Unger: Am besten trägt jeder einen Chip

Der Sprinter empfiehlt neue Wege im Anti-Doping-Kampf. Am Freitag startet er in Düsseldorf.

Düsseldorf. Wäre Tobias Unger nicht nach Düsseldorf gekommen, hätte er sich manche Mühe erspart. Seine Aufenthaltspläne waren der Welt-Anti-Doping-Agentur (Wada) übermittelt, er hatte seine Pflicht erledigt, hatte angezeigt, wo und wann man ihn antreffen kann, um die nächste Dopingprobe zu nehmen. Und dann hat sich Unger kurzfristig entschlossen, am Freitag beim 4. internationalen Leichtathletik-Sportfest in Düsseldorf die 60 Meter zu laufen. 60 Meter, die Unger wieder an den Computer zwingen. Denn jetzt ist er in Düsseldorf.

Nach dem Code der Wada müssen die Athleten einen Quartalsplan aufstellen. Wo halten sie sich Tag für Tag auf? Wann genau kann man ihnen Proben entnehmen? "Ein Wahnsinn", sagt Unger. "Eigentlich finde ich es gut, aber es ist so aufwändig. Immer muss man aufpassen, dass man nichts vergisst." Er klingt gestresst "Am besten trägt man einen Chip an der Hose - es wäre einfacher", sagt er. Allen Datenschutzbedenken zum Trotz: Unger würde das tatsächlich mitmachen. Studium in Tübingen (Sport- und Gesundheitsförderung) und das tägliche Training - das alles ist ihm Stress genug.

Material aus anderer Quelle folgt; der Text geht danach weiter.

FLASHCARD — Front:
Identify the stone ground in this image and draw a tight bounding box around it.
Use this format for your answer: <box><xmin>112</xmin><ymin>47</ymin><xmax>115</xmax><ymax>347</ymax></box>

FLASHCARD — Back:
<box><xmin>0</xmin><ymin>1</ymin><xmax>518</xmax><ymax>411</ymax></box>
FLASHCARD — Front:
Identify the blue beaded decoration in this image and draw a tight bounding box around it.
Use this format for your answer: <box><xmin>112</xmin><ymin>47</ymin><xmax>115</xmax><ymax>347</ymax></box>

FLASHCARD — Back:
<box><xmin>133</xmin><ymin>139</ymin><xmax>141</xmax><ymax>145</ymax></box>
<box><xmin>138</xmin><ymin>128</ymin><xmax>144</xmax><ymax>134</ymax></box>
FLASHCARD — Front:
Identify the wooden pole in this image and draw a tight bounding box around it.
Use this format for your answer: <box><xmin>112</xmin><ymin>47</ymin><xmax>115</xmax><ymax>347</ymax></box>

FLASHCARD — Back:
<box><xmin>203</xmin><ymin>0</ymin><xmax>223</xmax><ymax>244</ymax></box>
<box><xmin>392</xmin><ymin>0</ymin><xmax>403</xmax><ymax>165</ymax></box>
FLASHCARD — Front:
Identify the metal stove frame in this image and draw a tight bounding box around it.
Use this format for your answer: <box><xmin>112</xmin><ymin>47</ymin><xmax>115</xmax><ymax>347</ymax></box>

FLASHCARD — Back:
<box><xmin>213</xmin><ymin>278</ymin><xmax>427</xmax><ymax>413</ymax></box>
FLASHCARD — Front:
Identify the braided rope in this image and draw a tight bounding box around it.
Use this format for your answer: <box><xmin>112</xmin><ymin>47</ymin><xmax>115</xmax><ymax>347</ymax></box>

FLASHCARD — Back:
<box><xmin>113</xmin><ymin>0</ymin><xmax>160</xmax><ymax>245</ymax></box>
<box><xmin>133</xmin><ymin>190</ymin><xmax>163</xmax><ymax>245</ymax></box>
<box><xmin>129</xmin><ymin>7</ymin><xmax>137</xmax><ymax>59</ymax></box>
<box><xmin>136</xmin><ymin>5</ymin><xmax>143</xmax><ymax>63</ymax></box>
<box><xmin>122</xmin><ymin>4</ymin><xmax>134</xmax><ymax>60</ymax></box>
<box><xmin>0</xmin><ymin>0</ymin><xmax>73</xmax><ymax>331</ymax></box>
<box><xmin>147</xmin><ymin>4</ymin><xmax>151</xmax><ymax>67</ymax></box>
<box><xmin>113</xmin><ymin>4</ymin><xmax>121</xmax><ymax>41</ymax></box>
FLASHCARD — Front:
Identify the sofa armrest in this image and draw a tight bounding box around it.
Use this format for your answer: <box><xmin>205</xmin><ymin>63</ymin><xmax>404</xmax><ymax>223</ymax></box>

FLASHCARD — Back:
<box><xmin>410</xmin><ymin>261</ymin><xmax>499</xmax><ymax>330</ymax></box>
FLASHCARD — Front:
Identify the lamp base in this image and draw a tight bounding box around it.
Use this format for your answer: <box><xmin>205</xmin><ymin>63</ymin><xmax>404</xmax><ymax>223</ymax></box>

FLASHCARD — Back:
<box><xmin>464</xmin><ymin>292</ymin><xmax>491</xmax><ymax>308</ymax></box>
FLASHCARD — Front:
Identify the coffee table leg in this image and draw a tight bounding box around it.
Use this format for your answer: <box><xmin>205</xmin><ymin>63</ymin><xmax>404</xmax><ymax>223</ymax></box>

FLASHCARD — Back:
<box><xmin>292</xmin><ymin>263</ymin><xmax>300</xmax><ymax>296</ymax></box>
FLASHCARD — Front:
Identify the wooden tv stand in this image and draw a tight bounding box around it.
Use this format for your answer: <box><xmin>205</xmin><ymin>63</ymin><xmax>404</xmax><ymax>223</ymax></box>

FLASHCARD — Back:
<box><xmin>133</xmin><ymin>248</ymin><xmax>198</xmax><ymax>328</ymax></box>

Mit Platz zehn in der 200-Meter-Weltrangliste war er 2005 der beste weiße 200-Meter-Läufer. Der Stuttgarter hatte seinen Platz in der Weltspitze gefunden, aber er hat auch gemerkt, dass der unglaublich schwer zu verteidigen ist. Wenn sich manche internationale Konkurrenz mit unerlaubten Mitteln um Welten steigert, bleiben Unger die Hundertstel, um die er wie ein Besessener kämpft. Für sich. Nur für sich. "Ich will gar nicht mehr alles wissen und schaue nur auf mich. Meine Motivation ist es, aus mir mehr rauszuholen", sagt er.

Die deutschen Ziele in der Leichtathletik sind schon lange individuelle, gerade in den Laufdisziplinen. Der Blick auf die Konkurrenz frustriert nur. Unger gibt zu: "Man freut sich schon, wenn man liest, dass wieder einer erwischt wurde, über den man nur noch staunen konnte."

In acht Tagen will er sich bei den Deutschen Meisterschaften in Leipzig für die Hallen-EM in Turin (6. - 8. März) qualifizieren. Die WM in Berlin im Sommer ist ein noch größeres Ziel. "Berlin ist eine Heim-WM, für mich noch wichtiger als Olympia in Peking. Das erlebt man nur einmal." Bei der WM 1993 in seiner Heimat Stuttgart saß Unger als 14-Jähriger auf der Tribüne, hat Frank Fredericks ("Heute ein Freund von mir") zugeschaut und die Atmosphäre genossen. "Erst danach habe ich mich ernsthaft mit meiner Sprintfähigkeit auseinandergesetzt", sagt Unger, der im Sommer für Schlagzeilen sorgte, als er den Auftritt von Wundersprinter Usain Bolt als "Verarschung" bezeichnete. "Ich hatte nur seine Art gemeint, wie er die 100 Meter ausgelaufen ist", sagt Unger. Er sprach von Respektlosigkeit, nicht von Betrug. "Wer nicht erwischt wird, ist sauber", sagt Unger lächelnd. Er weiß, dass das Blödsinn ist.